No todos los problemas sexuales tienen un origen sexual

Jeff, un joven y apuesto Inglés, conoció a Joaquín Grau un día en un concierto. Tocaban la sinfonía del “Nuevo mundo” de Antonín Dvořák. Al terminar, tomando una cerveza juntos le confesó un secreto que no le dejaba dormir. Su novia (Española) le había impuesto una condición: “¡O resuelves tu problema sexual o no hay boda!”. Jeff estaba muy enamorado de su novia, le atraía y se excitaba mucho con ella. Pero cada vez, justo antes de consumar el acto sexual, perdía súbitamente la erección. Simultáneamente, le invadía una sensación de mareo y debilidad; se le quedaba la mente en blanco. “He recorrido consultas de psicólogos, sexólogos y médicos. Todo en vano, todo sigue igual. ¿Usted cree que Anatheóresis puede ayudarme?”. A lo que Joaquín contestó: Anatheóresis te ayudará a resolver tu problema. Pero lo resolverás tú mismo al descubrir su causa profunda, lo vivenciarás y automáticamente desaparecerá su efecto dañino. Y añadió: “Nacerás a un nuevo mundo” (Joaquín siempre encontraba analogías aunque fueran con una sinfonía).

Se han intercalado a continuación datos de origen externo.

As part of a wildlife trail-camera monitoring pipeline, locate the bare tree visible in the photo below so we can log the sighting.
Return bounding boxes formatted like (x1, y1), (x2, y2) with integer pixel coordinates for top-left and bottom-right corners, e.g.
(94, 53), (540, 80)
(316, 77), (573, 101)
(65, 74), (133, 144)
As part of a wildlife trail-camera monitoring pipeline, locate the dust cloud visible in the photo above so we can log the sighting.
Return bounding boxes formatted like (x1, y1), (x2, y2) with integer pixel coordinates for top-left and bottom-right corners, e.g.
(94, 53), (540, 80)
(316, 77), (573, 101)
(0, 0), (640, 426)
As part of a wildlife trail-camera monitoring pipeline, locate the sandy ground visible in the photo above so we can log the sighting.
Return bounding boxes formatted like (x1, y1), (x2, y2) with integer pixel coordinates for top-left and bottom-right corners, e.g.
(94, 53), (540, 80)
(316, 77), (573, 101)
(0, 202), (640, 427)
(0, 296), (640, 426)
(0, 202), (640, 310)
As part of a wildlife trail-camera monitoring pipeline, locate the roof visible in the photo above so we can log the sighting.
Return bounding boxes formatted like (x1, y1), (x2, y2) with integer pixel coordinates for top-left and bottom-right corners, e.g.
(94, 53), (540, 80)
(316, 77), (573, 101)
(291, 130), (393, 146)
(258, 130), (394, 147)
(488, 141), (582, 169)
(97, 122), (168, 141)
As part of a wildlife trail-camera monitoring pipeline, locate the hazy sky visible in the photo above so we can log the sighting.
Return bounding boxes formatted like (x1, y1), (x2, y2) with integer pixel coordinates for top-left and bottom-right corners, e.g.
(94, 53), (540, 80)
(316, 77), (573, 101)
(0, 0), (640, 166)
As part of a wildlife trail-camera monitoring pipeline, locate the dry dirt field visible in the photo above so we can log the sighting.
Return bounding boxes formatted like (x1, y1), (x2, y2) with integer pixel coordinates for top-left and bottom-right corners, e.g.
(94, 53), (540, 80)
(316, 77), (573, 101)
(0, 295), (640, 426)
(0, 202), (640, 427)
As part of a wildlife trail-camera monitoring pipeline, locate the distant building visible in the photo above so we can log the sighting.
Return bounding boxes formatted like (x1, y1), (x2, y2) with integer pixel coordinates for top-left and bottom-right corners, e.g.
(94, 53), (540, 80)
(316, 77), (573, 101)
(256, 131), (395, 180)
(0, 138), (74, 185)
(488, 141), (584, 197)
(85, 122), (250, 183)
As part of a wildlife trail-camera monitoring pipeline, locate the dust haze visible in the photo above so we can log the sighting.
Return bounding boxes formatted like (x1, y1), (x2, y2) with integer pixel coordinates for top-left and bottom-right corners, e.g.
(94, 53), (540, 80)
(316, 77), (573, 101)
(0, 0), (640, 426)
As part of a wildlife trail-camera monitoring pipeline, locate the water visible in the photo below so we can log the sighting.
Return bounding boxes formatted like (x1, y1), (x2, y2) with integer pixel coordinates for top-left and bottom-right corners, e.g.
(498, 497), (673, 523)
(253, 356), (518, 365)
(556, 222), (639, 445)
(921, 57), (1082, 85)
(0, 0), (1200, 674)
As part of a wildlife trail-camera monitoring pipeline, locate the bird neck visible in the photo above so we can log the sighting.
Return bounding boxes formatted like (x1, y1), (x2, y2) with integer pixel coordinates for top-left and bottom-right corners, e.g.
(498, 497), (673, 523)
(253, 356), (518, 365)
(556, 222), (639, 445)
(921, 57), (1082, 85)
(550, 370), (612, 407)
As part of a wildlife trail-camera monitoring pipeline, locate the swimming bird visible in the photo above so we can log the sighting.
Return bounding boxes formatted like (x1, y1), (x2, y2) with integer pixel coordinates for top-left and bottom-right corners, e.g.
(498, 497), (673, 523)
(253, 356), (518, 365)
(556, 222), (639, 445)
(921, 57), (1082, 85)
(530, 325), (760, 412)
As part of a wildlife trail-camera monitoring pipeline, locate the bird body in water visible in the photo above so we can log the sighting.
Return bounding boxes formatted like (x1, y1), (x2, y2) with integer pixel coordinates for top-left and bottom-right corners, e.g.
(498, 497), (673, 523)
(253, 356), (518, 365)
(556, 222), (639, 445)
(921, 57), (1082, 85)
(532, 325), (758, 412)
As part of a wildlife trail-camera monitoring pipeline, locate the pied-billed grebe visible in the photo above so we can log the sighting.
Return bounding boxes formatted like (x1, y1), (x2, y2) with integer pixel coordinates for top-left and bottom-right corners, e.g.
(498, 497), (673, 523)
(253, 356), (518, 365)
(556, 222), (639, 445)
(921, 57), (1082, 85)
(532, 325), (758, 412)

Así llegó al centro de Víctor Hugo, de la mano del propio Joaquín Grau que me dijo: “Hazle tú la terapia por si hay problemas de idiomas”.

Jeff recordaba una infancia feliz en la campiña inglesa, padres tranquilos, permisivos y alegres y se había sentido muy querido.

Después de dos sesiones, algunas en símbolos, otras buscando algún impacto emocional no gratificante en su infancia y que pudiera ser la causa de su problema, decidí llevarle al Claustro Materno. Las sensaciones eran de tranquilidad y acogimiento. También a su madre la percibía así, tranquila, sin sobresaltos ni tristezas. En definitiva, una persona en paz consigo misma.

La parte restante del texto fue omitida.